Hohe Anerkennung von Williams

Doch wie Kerber sie an diesem Finaltag herausgefordert hatte, war etwas, dass wohl selbst ein Champion wie Williams ehrlich wertschätzte: "Sie hat heute so gut gespielt. Ihre Einstellung ist etwas, von dem viele Leute lernen können. Einfach immer positiv bleiben und nie aufgeben. Ich freue mich wirklich, dass sie gewonnen hat."

Mit dem Sieg rückt Kerber auf Platz zwei in der Weltrangliste vor. Ist sie damit auch die große Herausforderin von Williams für den Rest des Jahres? Sogar eine kommende Nummer eins? Kann ihre kontrollierte Offensive sie auch bei anderen Turnieren zum Erfolg führen?

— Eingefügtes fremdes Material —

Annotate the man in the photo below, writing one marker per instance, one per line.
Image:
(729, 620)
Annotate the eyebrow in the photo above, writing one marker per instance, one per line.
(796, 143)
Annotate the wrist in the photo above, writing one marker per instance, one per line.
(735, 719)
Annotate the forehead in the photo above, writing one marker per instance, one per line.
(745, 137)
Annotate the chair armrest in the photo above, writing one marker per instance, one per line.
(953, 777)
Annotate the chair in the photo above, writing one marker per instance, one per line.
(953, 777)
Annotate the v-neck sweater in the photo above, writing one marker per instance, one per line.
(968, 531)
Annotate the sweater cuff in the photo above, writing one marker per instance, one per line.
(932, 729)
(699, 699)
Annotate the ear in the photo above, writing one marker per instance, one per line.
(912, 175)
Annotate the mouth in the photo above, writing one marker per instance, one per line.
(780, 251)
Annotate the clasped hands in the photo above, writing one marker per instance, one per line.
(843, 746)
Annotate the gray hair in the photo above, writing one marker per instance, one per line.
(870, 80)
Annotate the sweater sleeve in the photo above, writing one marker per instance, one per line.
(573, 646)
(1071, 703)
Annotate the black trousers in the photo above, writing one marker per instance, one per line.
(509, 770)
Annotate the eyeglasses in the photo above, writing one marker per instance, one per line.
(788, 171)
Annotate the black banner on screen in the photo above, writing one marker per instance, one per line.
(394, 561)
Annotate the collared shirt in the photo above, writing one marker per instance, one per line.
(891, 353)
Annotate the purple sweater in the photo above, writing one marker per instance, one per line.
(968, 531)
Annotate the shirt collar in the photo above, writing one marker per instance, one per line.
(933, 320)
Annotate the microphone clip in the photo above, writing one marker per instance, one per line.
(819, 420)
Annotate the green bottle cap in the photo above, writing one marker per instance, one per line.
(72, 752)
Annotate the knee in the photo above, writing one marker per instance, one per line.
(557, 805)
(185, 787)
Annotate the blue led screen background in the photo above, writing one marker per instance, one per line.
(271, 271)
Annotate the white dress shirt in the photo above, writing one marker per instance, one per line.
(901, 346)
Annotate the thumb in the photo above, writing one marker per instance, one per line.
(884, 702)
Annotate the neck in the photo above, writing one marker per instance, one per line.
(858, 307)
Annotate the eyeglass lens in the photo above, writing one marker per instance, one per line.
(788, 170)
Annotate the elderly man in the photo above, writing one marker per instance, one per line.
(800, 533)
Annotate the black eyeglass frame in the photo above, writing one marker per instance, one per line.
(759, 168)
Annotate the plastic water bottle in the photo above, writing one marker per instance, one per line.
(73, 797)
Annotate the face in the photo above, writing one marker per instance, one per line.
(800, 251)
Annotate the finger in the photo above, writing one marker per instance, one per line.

Für viele Spieler, die erst in ihren späten Zwanzigern ihren ersten Grand-Slam-Titel gewinnen, bleibt dies der Karrierehöhepunkt. Doch es gibt auch Vorbilder, die durch so einen Sieg erst richtig in ihre Tennispersönlichkeit hereinwachsen. Stan Wawrinka ist so ein Fall, der hier vor zwei Jahren seinen ersten Major Titel gewann und jetzt regelmäßig um Siege mitspielt. Die Grundlage bei Kerber ist schon mal gelegt: "Was ich in diesen zwei Wochen gelernt habe, ist dieser Glaube an mich selbst."

Doch bevor Kerber die Tenniswelt weiter erobern kann, muss sie sich sowieso erst mal etwas ganz Profanem widmen - ihrem Handy. Das ist nämlich dank all der Glückwünsche fast explodiert, wie sie lachend berichtet. Willkommen im neuen Leben als Grand-Slam-Siegerin.